Valores de bolsas são criticados
O doutorado
sanduíche é a segunda modalidade mais atendida pelo Ciência sem
Fronteiras e levou Matheus Pereira Porto, de 30 anos, a uma das
instituições de ensino mais consagradas do mundo: a Universidade da
Califórnia, onde está desde outubro e se dedica a estudar refrigeração e
armazenamento de energia renovável. Doutorando em engenharia mecânica
pela UFMG, se impressiona com o empreendedorismo. “Aqui se tem toda uma
estrutura para fazer pesquisa ganhando dinheiro. Infelizmente, o Brasil
ainda não está preparado para isso.” Ele e colegas veem falhas no
programa, como a falta de plano de saúde para os intercambistas.
Em
pós-doutoramento no Salk Institute for Biological Studies, na
Califórnia, Maximiller Dal-Bianco Costa, de 31, reclama dos valores das
bolsas. “Recebemos abaixo do mínimo exigido por lei para trabalhar
aqui. Somos contratados com funções diferentes da que desempenhamos e
aceitamos por ser uma oportunidade única. Está na hora de parar de
justificar o ‘investimento na carreira’ como forma de pagar pouco. Como é
que um profissional desenvolve experimentos caríssimos e recebe uma
porção ínfima para seu sustento? Está errado”, desabafa Maximiller,
doutor em ciências biológicas pela Universidade de São Paulo.
Pessoalmente,
ele quer voltar para o Brasil – exigência do Ciência sem Fronteiras –,
profissionalmente, não. “A perspectiva aqui é muito melhor. É difícil
pensar em voltar para um lugar com estrutura inferior. No entanto, tem o
investimento colocado em nossas carreiras pelo governo e o retorno que
podemos levar para o nosso país. O modelo do Ciência sem Fronteiras é
perfeito e está funcionando bem. No entanto, é só um pontapé inicial.
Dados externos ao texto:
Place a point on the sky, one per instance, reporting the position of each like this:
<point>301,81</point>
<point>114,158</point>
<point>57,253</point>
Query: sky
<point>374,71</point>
O
país terá que abrir mercado para abrigar esta nova geração de
cientistas”, diz.
Em 2012, a aluna de farmácia Marina Santos, de
24 anos, estudou na University of Missouri, nos EUA, e fez um estágio na
Amgen, uma das maiores empresas de biotecnologia do mundo. Constatou
que as pesquisas nos Estados Unidos ocorrem de forma mais rápida e
contam com muito mais recursos. “No Brasil o processo de pesquisa ainda é
burocrático e demorado. Se por um lado isso dificulta o desenvolvimento
dos trabalhos, por outro os brasileiros desenvolvem a ‘técnica do
improviso’: saber se virar frente às dificuldades é essencial em um
contexto de inovação. Percebi que os brasileiros têm maior experiência
com relação à pesquisa do que um americano com o mesmo nível de
escolaridade. A questão aqui é onde e como esse trabalho está sendo
empregado”, acredita a bolsista de iniciação científica.